The best thing about this particular experience is that there was a little of everything from academic talks like Erica Hamilton’s (@ericarhamilton) talk about Teacher Integrated Knowledge, to incredibly practical, I-could-totally-do-this-tomorrow talks like Bree Davey’s (@studiobree) talk on student blogging. There was the inspirational talks of Rushton Hurley (@rushtonh) to the intensely technical and energetic Leslie Fisher (@lesliefisher) teaching use the finer points of how to use iStuff to take pictures that don’t suck. It’s a lot to take in. Here are some summaries of my favorite sessions:

Erica Hamilton – Teacher Integrated Knowledge – Erica (soon-to-be Dr. Hamilton) did a fantastic job of detailing the how teaching becomes more complex in the 1:1 format. She spoke about the different types of knowledge that a teacher naturally has to draw from in the process of doing his/her job. (Content knowledge, curriculum knowledge, pedagogical knowledge, environmental knowledge, etc.) Switching to a 1:1 format add a few others that aren’t there (at least not nearly with the intensity) otherwise, which can make reinventing teaching to maximize 1:1 seem really, really intimidating because if you are, for example, going to ask your students to go out and make short videos, you might need to teach them what to consider to make a video effective (Lighting, stabilizing the camera, speaking clearly, editing tools, etc.). That isn’t part of most curricula. 1:1 puts teachers face-to-face with having to acquire those kinds of knowledge. My favorite idea that Erica kept coming back to: “It all comes back to what do you want students to learn? What do you need to teach to do it? What tools are available?” Excellent, excellent talk.
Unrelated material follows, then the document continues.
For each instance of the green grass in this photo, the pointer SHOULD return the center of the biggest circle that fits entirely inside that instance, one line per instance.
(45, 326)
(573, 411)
Ben Rimes and friends – #MichEd PLN – #MichEd is a PLN dedicated to connecting educators in Michigan with the goal of spreading ideas. This is a dedicated group of educators with a podcast and a weekly twitter chat. They are dedicated to the idea that we all need to grow and all we should have to do is ask the experts around us for help. We all have something to ask and to offer. It seems this panel discussion was best summed up by George Couros the next morning when he said “Isolation is a choice teachers make. If you’re isolated, you’re choosing not to connect.” Speaking of connecting, it was fantastic to get to meet these folks face to face for the first time.

Tara Becker-Utess – Flip Class Model – This was an important talk for me to go to because I was always a little bit uncomfortable with the flipped class model. Tara (whom I am proud to know personally these past 10 years) didn’t quite draw into the realm of the full believers (for reasons I can explain more if your curious), but she did a very nice job of explaining the philosophy behind flipping. I was relieved to find that I was able to identify with a ton of the spirit. Tara made some fantastic points, especially the absolute need for teachers who flip to plan very, very well for their time in class. “If you were used to using 20-30 minutes to lecture, you just got 20-30 minutes to plan rich activities for your students. That is usually a shock to people who are flipping for the first time.” (Those are probably more paraphrased thoughts than actual quotes, to be fair.)

I also had the privilege of presenting a one-hour session. If you are curious what it was about (or if you attended and want to revisit) I invite you to check out the “MACUL 2014 Presentation” link at the top right of my blog to get the details. Thank you for your kindness, warmth and enthusiasm during my session. It definitely did not go unnoticed.